Dáil debates

Thursday, 3 December 2020

Finance Bill 2020: Report Stage (Resumed) and Final Stage

 

3:25 pm

Photo of Richard Boyd BarrettRichard Boyd Barrett (Dún Laoghaire, People Before Profit Alliance) | Oireachtas source

I welcome the Minister's engagement and the commitments he just made. I have given him some new information, which I hope he will follow up. The letter, which he would have got today, elaborates on that.

There is Orwellian, Janus-faced double-speak coming from the producers that are getting the relief. In order to get the money, they are telling the Minister that they will do certain things. They are not just quietly not doing them and breaking their commitments, though.
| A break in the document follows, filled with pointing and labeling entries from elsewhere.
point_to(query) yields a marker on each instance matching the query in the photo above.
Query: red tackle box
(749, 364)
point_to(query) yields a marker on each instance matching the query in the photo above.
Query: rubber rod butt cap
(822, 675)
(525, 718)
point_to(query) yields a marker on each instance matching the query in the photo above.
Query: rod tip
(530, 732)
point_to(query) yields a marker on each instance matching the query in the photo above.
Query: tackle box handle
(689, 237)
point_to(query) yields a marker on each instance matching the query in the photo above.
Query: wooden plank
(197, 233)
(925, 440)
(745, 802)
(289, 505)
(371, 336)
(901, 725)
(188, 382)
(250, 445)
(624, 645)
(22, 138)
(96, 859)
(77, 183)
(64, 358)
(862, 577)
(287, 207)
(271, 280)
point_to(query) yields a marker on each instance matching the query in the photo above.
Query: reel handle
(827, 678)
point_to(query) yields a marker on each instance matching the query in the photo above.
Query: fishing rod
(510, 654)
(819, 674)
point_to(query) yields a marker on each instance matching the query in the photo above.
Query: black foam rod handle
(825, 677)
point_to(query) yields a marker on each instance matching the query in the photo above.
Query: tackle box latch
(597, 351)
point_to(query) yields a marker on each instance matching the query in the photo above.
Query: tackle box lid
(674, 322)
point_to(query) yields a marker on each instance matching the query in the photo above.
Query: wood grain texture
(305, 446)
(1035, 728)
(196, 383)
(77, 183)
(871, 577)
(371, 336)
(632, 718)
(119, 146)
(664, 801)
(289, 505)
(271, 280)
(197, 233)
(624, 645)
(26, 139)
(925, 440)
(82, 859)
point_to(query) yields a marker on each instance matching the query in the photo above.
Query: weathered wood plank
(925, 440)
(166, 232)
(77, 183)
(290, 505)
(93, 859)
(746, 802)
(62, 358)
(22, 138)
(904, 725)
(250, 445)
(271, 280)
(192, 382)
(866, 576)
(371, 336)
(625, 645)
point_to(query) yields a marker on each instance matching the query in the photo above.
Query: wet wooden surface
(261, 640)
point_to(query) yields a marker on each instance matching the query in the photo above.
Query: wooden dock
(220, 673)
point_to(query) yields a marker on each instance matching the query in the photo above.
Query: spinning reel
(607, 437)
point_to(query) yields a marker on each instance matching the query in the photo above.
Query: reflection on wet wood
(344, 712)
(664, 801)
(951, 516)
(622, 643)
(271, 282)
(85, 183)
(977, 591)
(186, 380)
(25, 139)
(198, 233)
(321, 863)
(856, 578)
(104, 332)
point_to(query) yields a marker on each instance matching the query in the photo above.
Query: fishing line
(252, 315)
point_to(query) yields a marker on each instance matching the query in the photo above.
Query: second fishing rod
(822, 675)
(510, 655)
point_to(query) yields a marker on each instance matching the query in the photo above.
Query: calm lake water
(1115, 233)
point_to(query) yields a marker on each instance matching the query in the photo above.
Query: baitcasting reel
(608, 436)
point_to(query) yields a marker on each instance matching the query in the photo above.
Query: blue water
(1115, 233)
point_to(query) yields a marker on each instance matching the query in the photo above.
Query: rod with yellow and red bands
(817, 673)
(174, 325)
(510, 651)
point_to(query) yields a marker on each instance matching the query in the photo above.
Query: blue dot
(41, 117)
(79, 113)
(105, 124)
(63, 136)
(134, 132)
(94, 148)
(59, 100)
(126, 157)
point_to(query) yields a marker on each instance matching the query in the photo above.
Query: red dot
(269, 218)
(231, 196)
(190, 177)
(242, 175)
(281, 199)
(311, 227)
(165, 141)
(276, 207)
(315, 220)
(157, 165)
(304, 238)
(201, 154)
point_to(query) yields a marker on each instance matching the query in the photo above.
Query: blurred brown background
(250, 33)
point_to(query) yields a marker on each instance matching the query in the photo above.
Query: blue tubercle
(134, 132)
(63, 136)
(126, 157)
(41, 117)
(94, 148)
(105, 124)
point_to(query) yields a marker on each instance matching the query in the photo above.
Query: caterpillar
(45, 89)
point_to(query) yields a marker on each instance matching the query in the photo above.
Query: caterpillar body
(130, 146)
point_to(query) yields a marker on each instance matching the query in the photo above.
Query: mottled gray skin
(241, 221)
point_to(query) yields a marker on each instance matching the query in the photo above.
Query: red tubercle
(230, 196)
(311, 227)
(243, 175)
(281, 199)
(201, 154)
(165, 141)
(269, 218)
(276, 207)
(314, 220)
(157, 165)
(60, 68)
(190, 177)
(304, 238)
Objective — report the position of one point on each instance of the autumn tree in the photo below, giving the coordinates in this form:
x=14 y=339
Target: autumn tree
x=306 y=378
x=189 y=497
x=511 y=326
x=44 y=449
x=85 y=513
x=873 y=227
Rather, they are breaking them publicly. Their representative from Screen Producers Ireland has given witness evidence in court against workers to the effect that the recipients of section 481 relief could never be anyone's employer. This is a serious abuse. The same producer companies are getting the relief year after year.

The consequences for the workers are serious. If the continuity of service provided by someone whom the respondent agreed had been working on productions associated with it for ten years did not make the producer the employer, it means the employee's pension rights are messed up.

The Unfair Dismissals Act does not apply to them. Rights they have by law simply disappear because a producer who gets the relief sets up a designated activity company, DAC, then says he or she has nothing to do with any of these things or the employees in the DAC. It is shocking. The consequence is not just for those workers, but for delivering on the creation of an industry with a permanent, developing and trained pool of workers - the crew one needs to make films and, indeed, attract investment to film.